Whilst it had no electricity, it had the usual water facilities. The site is very large (adjacent a stadium) and you are bound to find a space no matter how late you arrive.


----------



## GEMMY (Jun 19, 2006)

Well,has it happened,or all just hot air?


tony


----------



## grumpyman (Sep 24, 2006)

I was in Calais on Friday evening waiting for my Tunnel crossing at 8.50am the following morning (27/5/09). My Son who is in the know rang and told me to try and leave that night as on Friday day there had been numerous arrests. At 11.30pm I made my way to the Terminal and passed around 200 activists camping in a field. Just my luck I also ended up in the middle of a Police convoy which came onto the Motorway as I made my way this numbered around 20 Vans. The Asylum holding area for the past 2 days has had Officers even posted on the roof. 
Got to the Terminal and even though my crossing was not for another 10 hours they put us on the next train no charge.


----------



## DTPCHEMICALS (Jul 24, 2006)

No problems today but heavy police presence on entry.

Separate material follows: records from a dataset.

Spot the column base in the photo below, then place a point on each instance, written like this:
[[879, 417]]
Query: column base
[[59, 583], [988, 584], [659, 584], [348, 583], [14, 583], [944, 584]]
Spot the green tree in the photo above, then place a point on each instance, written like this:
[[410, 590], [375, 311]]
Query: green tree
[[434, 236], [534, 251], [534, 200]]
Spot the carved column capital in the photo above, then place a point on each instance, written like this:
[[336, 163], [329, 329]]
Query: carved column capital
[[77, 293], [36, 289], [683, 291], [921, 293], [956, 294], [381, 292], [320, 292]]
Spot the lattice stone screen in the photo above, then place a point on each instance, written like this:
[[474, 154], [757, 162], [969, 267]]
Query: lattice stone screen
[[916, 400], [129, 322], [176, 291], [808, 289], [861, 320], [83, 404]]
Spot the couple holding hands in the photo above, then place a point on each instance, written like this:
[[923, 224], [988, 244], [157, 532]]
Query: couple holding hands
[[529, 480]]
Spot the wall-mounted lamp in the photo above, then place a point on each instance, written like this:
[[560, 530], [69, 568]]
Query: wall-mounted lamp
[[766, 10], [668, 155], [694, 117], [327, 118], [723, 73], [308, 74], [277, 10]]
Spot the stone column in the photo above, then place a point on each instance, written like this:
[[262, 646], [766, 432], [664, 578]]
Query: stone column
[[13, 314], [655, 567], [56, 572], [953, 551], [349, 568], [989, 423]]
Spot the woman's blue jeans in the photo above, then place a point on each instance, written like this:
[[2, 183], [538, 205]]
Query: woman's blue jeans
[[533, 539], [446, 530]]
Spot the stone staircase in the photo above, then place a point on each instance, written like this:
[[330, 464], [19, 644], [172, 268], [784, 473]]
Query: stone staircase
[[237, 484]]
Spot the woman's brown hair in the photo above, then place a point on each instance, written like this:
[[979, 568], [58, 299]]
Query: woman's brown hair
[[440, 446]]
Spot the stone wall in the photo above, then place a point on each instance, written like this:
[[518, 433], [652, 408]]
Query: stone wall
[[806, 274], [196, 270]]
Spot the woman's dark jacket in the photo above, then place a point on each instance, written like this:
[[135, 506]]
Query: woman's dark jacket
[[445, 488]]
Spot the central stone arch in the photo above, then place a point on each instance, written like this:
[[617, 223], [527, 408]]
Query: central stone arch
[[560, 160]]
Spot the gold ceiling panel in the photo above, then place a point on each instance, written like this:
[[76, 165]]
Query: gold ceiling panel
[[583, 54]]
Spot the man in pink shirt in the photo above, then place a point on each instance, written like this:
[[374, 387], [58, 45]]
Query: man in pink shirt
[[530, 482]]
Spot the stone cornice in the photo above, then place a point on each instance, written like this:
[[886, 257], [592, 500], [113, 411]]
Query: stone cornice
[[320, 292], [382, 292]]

By the way  fuel station at jnctn 3 is closed, east enders is half empty as are other wine sellers.

dave p


----------



## pippin (Nov 15, 2007)

Sunday evening (28th) we headed for Cité €urope to park up in the motorhome area ready to do some early-morning shopping before catching the ferry this morning (Mon).

There were armed police everywhere, and I mean everywhere, in Cité Europe, which was otherwise totally deserted.

We headed for Calais Aire instead, where we felt very safe. Lots of vans there. Loads of good-natured French people out and about enjoying the pleasant evening sunshine. Equally, a significant police/gendarme presence too.

The only problem we had was a broken night's sleep due to events going on around us. "What events?" I hear you ask. 
Thick fog meant that numerous fog-horns were blasting out all night!

We arrived at Cité Europe at 09:00 this morning. Not so many police but all the parkings had security guards on duty.

Did not notice so much of an enhanced police presence around the ferry port this morning but the UK authorities there did search the van (for illegals) before we boarded.


----------



## Autoquest (May 16, 2007)

We came through the tunnel last night - No problems anywhere including the stop at Cite Europe. 8)


----------



## pippin (Nov 15, 2007)

AutoQ - did you actually overnight in the Cité Europe camping car parking?


----------



## Autoquest (May 16, 2007)

No - I stayed for about four hours and left at 20:00, we did stay 3 weeks ago O/N and it was superb.


----------



## clianthus (Jul 8, 2006)

pippin said:


> We headed for Calais Aire instead, where we felt very safe. Lots of vans there. Loads of good-natured French people out and about enjoying the pleasant evening sunshine. Equally, a significant police/gendarme presence too.
> 
> The only problem we had was a broken night's sleep due to events going on around us. "What events?" I hear you ask.
> Thick fog meant that numerous fog-horns were blasting out all night!


We must have been there at the same time pippin, we stayed Sunday night 28th June and our experience was the same as yours, very busy with lots of French enjoying the sunshine but a significant police presence.

The fog horns didn't allow for much sleep but it was all quiet when we left for Eurotunnel at 10.00am, no sign of police or protestors and we weren't questioned or searched when we got to the train either.

SidT was parked next but one to us on the aire on Sunday night and he intended going shopping at Cite Europe on Monday 29th and then spending Monday night on the Calais aire before catching a Tuesday morning ferry, so perhaps he'll be along soon to let us know if anything exciting happened after we left.


----------